According to the Census Bureau, the U.S. Latino population will reach 63 million by 2050 making Latinos 25% of the overall U.S. population. Cisneros also asserts that the Latino community is vital to U.S. economic success due to their larger size and younger age median compared to that of the retiring Baby Boomer generation.
While the conservative right, like former RNC Chair Jim Nicholson, continues to urge the Republican Party to reach out to Latinos, Cisneros asks not how Americans will accept Latinos as citizens, but how Latinos will accept their role as American citizens. Cisneros and others emphasized the need to equip the Latino population with the opportunities and tools they need to succeed. Cisneros posed the question:
“Is America going to be populated by a population that is large but poor, undereducated, underproductive, alienated in due course for lack of opportunity?” he asked. “Or is it a going to be populated by a community that is large but has infused with the education and skills so that it is one of the contributors to the energy, the creativity the productivity of this country going forward?”

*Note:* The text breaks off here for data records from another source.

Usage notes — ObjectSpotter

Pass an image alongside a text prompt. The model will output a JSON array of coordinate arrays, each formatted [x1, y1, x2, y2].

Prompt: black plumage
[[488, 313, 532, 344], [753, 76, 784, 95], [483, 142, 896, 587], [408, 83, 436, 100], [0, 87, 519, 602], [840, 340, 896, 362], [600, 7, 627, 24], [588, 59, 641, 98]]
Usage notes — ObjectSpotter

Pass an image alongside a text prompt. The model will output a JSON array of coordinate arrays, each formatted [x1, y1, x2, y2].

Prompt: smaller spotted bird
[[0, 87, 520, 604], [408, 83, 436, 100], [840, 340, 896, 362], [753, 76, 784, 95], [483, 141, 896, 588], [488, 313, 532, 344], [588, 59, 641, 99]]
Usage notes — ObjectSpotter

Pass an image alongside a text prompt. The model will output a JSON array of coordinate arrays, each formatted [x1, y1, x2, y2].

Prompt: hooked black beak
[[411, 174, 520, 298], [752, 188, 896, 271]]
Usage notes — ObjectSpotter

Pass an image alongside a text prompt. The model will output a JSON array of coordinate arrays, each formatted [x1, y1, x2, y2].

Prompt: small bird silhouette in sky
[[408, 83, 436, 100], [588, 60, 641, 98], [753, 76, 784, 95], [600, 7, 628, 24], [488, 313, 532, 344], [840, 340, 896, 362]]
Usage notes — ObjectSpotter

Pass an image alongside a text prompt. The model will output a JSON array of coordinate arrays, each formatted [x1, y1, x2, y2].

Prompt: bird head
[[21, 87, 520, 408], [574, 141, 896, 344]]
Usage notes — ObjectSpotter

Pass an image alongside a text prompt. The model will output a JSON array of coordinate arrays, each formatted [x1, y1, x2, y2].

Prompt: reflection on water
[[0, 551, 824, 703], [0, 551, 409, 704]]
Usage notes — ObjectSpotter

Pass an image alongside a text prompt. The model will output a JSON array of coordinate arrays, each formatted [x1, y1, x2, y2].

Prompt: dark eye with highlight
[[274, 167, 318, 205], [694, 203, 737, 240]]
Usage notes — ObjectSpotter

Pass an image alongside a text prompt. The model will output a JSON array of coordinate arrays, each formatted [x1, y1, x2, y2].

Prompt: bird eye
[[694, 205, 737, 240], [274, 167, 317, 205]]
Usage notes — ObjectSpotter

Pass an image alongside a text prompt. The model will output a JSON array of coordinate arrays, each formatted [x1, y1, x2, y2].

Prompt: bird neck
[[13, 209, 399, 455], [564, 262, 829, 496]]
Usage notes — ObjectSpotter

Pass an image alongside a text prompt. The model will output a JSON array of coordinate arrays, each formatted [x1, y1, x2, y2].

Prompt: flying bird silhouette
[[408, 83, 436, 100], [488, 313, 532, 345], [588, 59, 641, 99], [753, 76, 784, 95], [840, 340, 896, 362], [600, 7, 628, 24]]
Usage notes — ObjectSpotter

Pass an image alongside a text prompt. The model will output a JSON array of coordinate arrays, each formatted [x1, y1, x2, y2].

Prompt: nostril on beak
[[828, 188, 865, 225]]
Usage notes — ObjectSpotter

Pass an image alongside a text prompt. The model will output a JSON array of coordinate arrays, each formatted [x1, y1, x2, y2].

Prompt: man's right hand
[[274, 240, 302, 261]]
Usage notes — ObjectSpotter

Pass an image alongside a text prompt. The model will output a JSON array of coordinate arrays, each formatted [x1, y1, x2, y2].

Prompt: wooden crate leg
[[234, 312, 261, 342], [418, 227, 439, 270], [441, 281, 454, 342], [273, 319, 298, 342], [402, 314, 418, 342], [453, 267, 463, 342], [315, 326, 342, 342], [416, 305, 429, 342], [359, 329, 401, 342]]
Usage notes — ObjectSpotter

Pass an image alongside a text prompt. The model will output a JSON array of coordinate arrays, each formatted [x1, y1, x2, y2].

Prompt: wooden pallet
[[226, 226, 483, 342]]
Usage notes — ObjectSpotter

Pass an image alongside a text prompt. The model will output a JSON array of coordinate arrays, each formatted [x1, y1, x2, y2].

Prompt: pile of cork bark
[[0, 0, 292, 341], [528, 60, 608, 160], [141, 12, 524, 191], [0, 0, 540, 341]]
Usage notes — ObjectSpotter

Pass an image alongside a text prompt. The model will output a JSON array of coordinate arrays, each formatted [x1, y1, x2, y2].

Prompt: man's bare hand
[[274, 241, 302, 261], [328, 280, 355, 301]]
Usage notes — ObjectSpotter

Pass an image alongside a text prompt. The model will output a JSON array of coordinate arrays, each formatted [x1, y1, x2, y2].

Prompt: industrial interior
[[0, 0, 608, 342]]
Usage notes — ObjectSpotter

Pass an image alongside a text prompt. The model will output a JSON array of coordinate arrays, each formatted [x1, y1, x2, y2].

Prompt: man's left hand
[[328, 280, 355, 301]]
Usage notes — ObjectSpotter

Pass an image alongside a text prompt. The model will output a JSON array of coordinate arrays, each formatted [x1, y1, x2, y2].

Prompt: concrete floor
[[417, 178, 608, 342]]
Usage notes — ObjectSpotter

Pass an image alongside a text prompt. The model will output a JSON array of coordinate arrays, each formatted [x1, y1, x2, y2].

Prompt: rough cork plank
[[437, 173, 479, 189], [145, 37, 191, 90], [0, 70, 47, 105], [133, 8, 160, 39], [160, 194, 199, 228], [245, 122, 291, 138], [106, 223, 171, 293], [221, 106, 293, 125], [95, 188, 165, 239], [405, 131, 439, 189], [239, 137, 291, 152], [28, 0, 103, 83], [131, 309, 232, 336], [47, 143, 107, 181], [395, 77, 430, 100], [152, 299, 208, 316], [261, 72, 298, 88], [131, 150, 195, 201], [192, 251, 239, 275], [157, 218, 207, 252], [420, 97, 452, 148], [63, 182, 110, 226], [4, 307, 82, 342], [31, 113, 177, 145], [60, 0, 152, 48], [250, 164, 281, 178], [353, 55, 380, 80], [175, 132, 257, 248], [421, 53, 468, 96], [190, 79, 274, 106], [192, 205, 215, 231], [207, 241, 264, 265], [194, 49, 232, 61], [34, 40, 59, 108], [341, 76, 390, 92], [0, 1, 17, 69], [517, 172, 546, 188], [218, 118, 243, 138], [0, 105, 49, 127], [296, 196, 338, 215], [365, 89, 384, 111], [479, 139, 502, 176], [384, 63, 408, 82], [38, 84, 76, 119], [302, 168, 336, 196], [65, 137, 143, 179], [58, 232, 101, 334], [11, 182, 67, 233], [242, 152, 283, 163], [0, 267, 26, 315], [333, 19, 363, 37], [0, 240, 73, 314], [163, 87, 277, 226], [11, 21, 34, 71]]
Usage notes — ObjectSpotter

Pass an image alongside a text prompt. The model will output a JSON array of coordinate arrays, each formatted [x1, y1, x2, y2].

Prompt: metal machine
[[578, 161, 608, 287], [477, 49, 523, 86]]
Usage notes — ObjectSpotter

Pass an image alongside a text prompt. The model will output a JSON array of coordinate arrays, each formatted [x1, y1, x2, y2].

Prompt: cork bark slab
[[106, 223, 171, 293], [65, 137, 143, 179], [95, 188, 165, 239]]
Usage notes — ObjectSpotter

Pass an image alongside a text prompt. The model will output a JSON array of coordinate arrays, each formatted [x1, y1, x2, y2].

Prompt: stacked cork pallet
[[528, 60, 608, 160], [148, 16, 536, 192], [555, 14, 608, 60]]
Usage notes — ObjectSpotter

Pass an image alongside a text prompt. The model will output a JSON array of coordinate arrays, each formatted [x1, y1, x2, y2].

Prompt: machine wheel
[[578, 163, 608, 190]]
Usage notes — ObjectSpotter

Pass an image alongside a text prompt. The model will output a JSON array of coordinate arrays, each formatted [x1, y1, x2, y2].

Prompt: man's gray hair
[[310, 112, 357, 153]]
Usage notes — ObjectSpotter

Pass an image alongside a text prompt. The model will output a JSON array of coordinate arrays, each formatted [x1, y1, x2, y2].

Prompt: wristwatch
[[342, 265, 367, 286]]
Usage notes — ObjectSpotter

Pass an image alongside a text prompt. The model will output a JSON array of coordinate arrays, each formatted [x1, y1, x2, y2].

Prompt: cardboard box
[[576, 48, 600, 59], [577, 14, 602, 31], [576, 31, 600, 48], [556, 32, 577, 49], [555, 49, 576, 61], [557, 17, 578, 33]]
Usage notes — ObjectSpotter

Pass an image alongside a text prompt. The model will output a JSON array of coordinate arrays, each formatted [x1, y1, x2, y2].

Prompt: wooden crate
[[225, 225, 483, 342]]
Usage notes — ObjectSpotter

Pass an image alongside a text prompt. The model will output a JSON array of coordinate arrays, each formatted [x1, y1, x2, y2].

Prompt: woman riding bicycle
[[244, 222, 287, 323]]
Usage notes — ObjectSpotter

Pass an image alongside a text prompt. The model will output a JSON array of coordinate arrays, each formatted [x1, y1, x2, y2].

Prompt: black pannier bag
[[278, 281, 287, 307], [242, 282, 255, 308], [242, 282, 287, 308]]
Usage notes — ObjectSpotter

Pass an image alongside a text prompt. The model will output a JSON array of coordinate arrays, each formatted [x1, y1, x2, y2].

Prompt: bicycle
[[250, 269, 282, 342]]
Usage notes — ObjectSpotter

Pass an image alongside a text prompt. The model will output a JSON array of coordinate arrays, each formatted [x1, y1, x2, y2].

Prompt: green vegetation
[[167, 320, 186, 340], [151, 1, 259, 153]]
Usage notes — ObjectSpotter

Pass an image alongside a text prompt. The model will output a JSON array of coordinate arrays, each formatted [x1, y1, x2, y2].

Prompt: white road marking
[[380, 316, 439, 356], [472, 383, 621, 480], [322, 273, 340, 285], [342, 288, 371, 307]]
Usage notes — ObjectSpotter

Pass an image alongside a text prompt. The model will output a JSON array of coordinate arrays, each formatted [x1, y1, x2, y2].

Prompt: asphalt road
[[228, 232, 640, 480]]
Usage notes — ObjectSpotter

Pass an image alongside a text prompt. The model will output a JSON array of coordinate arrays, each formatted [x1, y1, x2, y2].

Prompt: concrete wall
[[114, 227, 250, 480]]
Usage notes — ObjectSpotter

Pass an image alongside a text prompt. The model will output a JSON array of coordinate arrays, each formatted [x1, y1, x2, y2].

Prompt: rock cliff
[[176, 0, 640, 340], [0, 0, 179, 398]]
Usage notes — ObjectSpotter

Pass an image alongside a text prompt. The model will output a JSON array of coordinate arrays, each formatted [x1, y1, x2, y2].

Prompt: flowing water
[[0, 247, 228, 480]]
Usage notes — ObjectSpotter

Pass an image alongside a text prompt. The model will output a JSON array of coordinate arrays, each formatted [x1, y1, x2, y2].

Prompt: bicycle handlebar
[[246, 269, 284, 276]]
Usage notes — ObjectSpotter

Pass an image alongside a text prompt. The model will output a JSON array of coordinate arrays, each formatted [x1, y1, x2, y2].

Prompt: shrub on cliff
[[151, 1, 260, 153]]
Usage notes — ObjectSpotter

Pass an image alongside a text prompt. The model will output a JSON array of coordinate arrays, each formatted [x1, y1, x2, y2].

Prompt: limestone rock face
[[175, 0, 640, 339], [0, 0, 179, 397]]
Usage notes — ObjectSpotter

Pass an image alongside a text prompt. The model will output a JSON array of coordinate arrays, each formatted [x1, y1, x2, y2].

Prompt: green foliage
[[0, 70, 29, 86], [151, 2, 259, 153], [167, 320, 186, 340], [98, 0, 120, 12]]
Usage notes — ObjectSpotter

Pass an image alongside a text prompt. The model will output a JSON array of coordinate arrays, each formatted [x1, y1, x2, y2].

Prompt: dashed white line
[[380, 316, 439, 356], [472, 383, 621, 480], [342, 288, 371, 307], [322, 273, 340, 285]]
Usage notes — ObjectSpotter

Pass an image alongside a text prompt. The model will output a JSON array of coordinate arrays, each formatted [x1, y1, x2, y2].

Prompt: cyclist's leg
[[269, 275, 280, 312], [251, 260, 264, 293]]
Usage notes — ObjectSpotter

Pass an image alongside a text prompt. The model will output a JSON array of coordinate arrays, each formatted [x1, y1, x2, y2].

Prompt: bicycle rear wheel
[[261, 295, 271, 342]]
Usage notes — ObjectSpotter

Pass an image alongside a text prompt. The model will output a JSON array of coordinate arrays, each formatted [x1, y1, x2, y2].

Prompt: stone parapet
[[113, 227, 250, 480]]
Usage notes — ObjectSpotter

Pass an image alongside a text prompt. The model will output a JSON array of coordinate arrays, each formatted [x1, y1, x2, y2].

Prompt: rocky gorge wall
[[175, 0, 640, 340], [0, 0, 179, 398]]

Like it or not, Latinos are here to stay. The reality is that Latinos currently make up 15% of our population and will make up one quarter of the population by 2050. Isn’t it about time we start focusing on integration programs and comprehensive reform rather than divisive rhetoric? As Ali Noorani of the National Immigration Forum eloquently states:
Now it is up to people of conscience to hold our elected representatives accountable and demand immigration reform that benefits the American people, America’s economic and homeland security, and moves us towards a new era of recognizing that immigration is not a source of weakness for America, it is a sign of our strength.